Abby saw many different kinds of insects, including large millipedes, tarantulas, and walking sticks, among others. The days were full and the groups, all of them known as Argonauts (based on the Greek myth, Jason and the Argonauts) kept busy. They started the day very early in the morning going out on in boats, either on the Amazon River or the Napo River, a tributary of the Amazon River, to bird-watch. They had guides with them on the boats, and at night they went on hikes through the darkness of the rainforest.
“In between,” Abby says, “we each developed our own scientific research. There were four different groups that each had a different focus on insects, and we developed scientific research around that.”

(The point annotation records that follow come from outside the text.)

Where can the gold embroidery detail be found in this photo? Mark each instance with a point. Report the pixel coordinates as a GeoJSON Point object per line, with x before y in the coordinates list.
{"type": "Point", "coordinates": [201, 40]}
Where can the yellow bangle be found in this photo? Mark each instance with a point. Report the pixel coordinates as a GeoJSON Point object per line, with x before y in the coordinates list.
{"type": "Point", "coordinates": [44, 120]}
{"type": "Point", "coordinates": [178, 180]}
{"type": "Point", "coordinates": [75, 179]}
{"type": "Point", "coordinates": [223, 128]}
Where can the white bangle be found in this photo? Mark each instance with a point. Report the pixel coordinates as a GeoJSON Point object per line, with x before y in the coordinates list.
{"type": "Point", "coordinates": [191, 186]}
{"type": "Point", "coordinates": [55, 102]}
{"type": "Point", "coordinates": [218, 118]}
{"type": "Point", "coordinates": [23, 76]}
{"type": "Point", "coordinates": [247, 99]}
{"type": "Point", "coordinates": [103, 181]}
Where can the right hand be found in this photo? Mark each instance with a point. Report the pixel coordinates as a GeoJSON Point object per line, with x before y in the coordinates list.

One of the more amazing sights they witnessed was the emergence of pink river dolphins from the waters of the Amazon. These fresh water dolphins are rarely seen, and are distinguishable by their pinkish skin color. Another amazing experience was crossing a canopy walkway, which was made of rope and mesh and suspended near the tops of the trees.
“There are thirteen different platforms you could climb up higher and higher in the rainforest,” Jane says. “We were up as high as 120 feet in the canopy of the rainforest. It was incredible.”
Jane has been using JASON Learning at Gallagher Middle School for the last twelve years, and has seen the videos of others students and teachers, called Argonauts, who have participated in similar expeditions working with scientists all around the world.
“Now that I’ve actually been an Argonaut, it blows my mind that I got an opportunity to do what I saw all these previous groups do for so long. And now I’ve been one of those people, and I just feel very honored to have had this experience as a JASON teacher Argonaut. I feel like I am part of an exclusive group of people. That’s very special.”
Jane encourages more students to look into these expeditions and apply. The experiences Jane and Abby had in the Amazon rainforest in Peru is something that comes along once in a lifetime, and cannot be duplicated in a classroom. And while we’ve had quite a bit of rain around here this fall, it is nothing like what is experienced in the Amazon rainforest. Although it amazingly only rained twice while the group was in Peru, their guide told them it rained 250 days a year. The new Argonauts from Gallagher Middle School are happy not to come across a lot of the insects they encountered in the rainforest. However, both Jane and Abby, along with their entire group, were all changed by the Bug Chicks and the experience. Jane says that they have all become bug dorks, and that whenever they came across some kind of bug, they all gathered around in excitement to see it.